22. In the case of Suresh Chandra Bahri v. State of Bihar as reported in AIR 1994 SC 2420, it has been held that it is well settled law that the

statements of the witness in the Court is his evidence, but when the accused person is not known to the witness concerned, then identification of the

accused by the witness soon after his arrest is of great importance because it furnishes assurance that the investigation is proceeding on right lines in

addition to furnish corroboration of the evidence to be given by the witness later in the Court at the trial.

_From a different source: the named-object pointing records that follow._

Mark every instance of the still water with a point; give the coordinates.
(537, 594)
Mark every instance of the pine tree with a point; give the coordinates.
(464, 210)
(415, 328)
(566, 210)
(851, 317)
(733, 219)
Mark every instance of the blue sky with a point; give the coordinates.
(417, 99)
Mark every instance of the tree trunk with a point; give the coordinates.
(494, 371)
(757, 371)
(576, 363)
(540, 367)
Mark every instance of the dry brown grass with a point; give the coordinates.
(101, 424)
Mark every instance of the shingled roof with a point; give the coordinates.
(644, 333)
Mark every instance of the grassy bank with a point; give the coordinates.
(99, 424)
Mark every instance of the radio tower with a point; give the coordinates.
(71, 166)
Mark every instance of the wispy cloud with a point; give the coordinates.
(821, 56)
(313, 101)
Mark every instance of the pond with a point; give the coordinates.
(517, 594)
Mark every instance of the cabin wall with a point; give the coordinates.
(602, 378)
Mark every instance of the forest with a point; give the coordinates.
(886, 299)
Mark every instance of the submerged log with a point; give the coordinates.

23. Learned Special Judge in the case of Ravi alias Ravichandran v. State Rep. by Inspector of Police as reported in AIR 2007 SC 1729 has held that

TIP is not a substantive piece of evidence. It has been held that when the FIR is lodged against unknown person, TIP should be held as early as

possible. The fact of the matter is that the names of the accused were given on the basis of their calling such names without there being any such

identification as has been admitted by PW6 S.S.Chauhan. However, the decision of the Hon'ble Supreme Court is also to the effect that though TIP is

not substantive piece of evidence, yet the Court conducting trial is required to look into the circumstances before taking any decision on to the aspect

of corroboration. In the present case, this judgment has been applied in isolation without referring to the fact that identification of the accused in the

Court was after more than four years of the incident.

24. The prosecution has failed to prove the case beyond reasonable doubt and, therefore, the conviction of the appellant merely on the basis of the

Court identification that too after more than four years of the incident gives rise to suspicion and the benefit of doubt may be extended to the appellant.

Therefore, this Court is of the opinion that the Special Judge has erred in not appreciating the fact that there was no proper identification of the

accused in view of the contradictions of the statements given by PW2 Papendra Rawat, PW3 Raju Kushwah and PW4 Banti Kushwah about their

specific features. There is no statement under Section 161, Cr.P.C. recorded by the Police after release of the abductees PW2 Papendra Rawat,

PW3 Raju Kushwah and PW4 Banti Kushwah giving details of the abductors and, therefore, the circumstances, under which test identification in the

Court has been carried out, are against the principle of law laid down in the case of Dana Yadav (supra).

25. Thus, the conviction solely on the basis of dock identification that too after such a long period is not sustainable and, therefore, the impugned

judgment is set aside. The appeal is allowed. Accordingly, the appellant, who is in jail, be released forthwith.